Cells. The human mammary carcinoma cell line MDA-MB-231 was maintained in RPMI with 10% fetal bovine serum (FBS). COS7, human HeLa uterine carcinoma, and human A431 squamous cell carcinoma cell lines were cultured in DMEM supplemented with 10% FBS.
Immunoprecipitation and Western blot analyses. MDA-MB-231 cells were lysed in lysis buffer [1% Triton-X, 20 mmol/L Tris-HCl (pH 7.4), 150 mmol/L NaCl, 1 mmol/L EDTA, and 0.5 mmol/L sodium orthovanadate] supplemented with Complete protease inhibitor and PhosSTOP phosphatase inhibitor cocktails (Roche Diagnostics Ltd.). Lysate samples from the cells were incubated for 16 h with 10 to 15 μg of rabbit anti-Girdin antibody bound to 25 μL of immobilized protein A beads (Sigma). Beads were washed five times with cold lysis buffer and suspended in Laemmli SDS sample dilution buffer [125 mmol/L Tris-HCl (pH 6.8), 2% SDS, 10 μg/mL bromophenol blue, 80 mmol/L DTT]. In Western blot analysis, the samples were separated by SDS-PAGE. Proteins were transferred to nitrocellulose membranes, blocked in 3% skim milk in PBS and 0.05% Tween 20, incubated with primary antibodies, and detected with horseradish peroxidase–conjugated secondary antibodies (Dako).

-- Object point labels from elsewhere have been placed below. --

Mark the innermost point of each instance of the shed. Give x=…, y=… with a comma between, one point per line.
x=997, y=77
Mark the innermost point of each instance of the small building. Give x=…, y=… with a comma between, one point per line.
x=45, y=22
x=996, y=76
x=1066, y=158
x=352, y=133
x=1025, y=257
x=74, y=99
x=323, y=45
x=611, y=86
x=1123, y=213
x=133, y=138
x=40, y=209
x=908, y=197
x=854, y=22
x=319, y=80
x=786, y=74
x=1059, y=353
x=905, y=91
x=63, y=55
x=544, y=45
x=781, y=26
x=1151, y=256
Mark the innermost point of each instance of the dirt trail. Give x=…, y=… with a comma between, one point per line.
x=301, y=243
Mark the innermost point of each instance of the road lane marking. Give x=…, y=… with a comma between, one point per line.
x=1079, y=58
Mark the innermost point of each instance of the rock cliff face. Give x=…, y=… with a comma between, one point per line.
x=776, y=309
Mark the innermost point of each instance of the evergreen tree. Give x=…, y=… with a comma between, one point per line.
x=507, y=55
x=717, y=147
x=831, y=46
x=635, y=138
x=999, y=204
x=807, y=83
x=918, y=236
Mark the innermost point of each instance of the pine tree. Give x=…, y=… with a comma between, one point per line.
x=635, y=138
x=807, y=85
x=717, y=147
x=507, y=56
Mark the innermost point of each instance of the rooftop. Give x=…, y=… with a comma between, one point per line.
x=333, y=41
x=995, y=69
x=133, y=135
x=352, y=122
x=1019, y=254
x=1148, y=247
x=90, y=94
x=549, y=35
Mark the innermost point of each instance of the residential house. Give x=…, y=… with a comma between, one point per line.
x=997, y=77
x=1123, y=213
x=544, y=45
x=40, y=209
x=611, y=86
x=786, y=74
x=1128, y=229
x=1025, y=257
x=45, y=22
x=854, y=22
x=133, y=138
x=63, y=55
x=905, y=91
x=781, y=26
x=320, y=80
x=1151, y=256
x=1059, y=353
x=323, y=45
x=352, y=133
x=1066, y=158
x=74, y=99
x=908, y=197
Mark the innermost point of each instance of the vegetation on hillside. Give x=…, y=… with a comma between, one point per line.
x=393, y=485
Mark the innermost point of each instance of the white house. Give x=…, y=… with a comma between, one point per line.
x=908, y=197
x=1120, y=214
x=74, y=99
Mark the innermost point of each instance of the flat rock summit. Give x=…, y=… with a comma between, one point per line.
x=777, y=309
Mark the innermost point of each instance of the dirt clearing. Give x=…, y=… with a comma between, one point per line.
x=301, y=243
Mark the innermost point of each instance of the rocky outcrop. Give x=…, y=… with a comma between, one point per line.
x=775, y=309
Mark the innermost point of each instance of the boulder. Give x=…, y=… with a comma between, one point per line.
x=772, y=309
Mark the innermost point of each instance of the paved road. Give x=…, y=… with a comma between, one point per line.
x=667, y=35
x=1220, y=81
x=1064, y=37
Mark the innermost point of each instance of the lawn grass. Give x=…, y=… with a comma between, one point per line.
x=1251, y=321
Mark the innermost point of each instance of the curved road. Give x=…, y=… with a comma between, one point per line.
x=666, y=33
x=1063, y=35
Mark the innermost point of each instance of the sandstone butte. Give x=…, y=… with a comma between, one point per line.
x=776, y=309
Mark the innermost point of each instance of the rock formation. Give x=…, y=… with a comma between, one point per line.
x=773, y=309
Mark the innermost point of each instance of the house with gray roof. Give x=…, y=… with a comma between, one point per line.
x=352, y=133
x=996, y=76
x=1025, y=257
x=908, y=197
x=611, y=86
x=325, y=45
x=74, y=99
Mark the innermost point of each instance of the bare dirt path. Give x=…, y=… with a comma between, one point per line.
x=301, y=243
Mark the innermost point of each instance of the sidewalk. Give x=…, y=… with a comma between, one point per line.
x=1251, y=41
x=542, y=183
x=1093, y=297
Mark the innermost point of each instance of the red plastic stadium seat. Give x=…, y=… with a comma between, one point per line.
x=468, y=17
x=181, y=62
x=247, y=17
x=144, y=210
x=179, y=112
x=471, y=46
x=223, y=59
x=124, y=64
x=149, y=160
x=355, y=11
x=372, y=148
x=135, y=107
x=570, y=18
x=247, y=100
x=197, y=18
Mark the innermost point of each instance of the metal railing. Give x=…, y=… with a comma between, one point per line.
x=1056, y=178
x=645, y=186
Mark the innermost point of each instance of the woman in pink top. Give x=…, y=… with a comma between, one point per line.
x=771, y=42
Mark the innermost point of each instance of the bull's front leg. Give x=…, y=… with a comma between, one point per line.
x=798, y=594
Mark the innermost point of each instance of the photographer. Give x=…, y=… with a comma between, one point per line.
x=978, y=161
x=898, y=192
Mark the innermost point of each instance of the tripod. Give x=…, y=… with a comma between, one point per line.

RNA interference. The small interfering RNA (siRNA)–mediated depletion (knockdown) of Girdin was performed as previously described (24). The 21-nucleotide synthetic duplexes were prepared by Qiagen. Cells were transfected with Girdin siRNA or a 21-nucleotide control RNA (Qiagen) using Lipofectamine 2000 (Invitrogen) according to the manufacturer's protocol. For shRNA-mediated knockdown of Girdin, a set of single-stranded oligonucleotides encoding the Girdin target shRNA and its complement was synthesized (only the sense sequence is shown): 5′-GAAGGAGAGGCAACTGGAT-3′ (nucleotides 4166–4184). The oligonucleotide was directed against a sequence, selected and provided by Dragon Genomics, that is common to both human, mouse, and rat Girdin sequences. The oligonucleotide pair was annealed, inserted into pcPURU6β (Dragon Genomics), or the pNAMA retroviral shRNA expression vector (29). To produce retroviral supernatants, GP293 packaging cells were transfected with 24 μg of control or Girdin shRNA-containing pNAMA vectors, 2 μg of pVSVG, and 60 μL of Lipofectamine 2000 reagent (Invitrogen) in 100-mm cell culture dishes in Opti-MEM medium (Invitrogen) without FBS and antibiotics. The medium was replaced 24 h later, and virus-containing supernatants were harvested 48 h posttransfection. To infect cells with retrovirus plasmids, 1 × 105 cells were mixed with 3 mL of virus-containing supernatant and seeded in 100-mm cell culture dishes. The supernatant was replaced after a 24-h incubation. Clones in which the expression of Girdin was effectively suppressed were selected and used for further study.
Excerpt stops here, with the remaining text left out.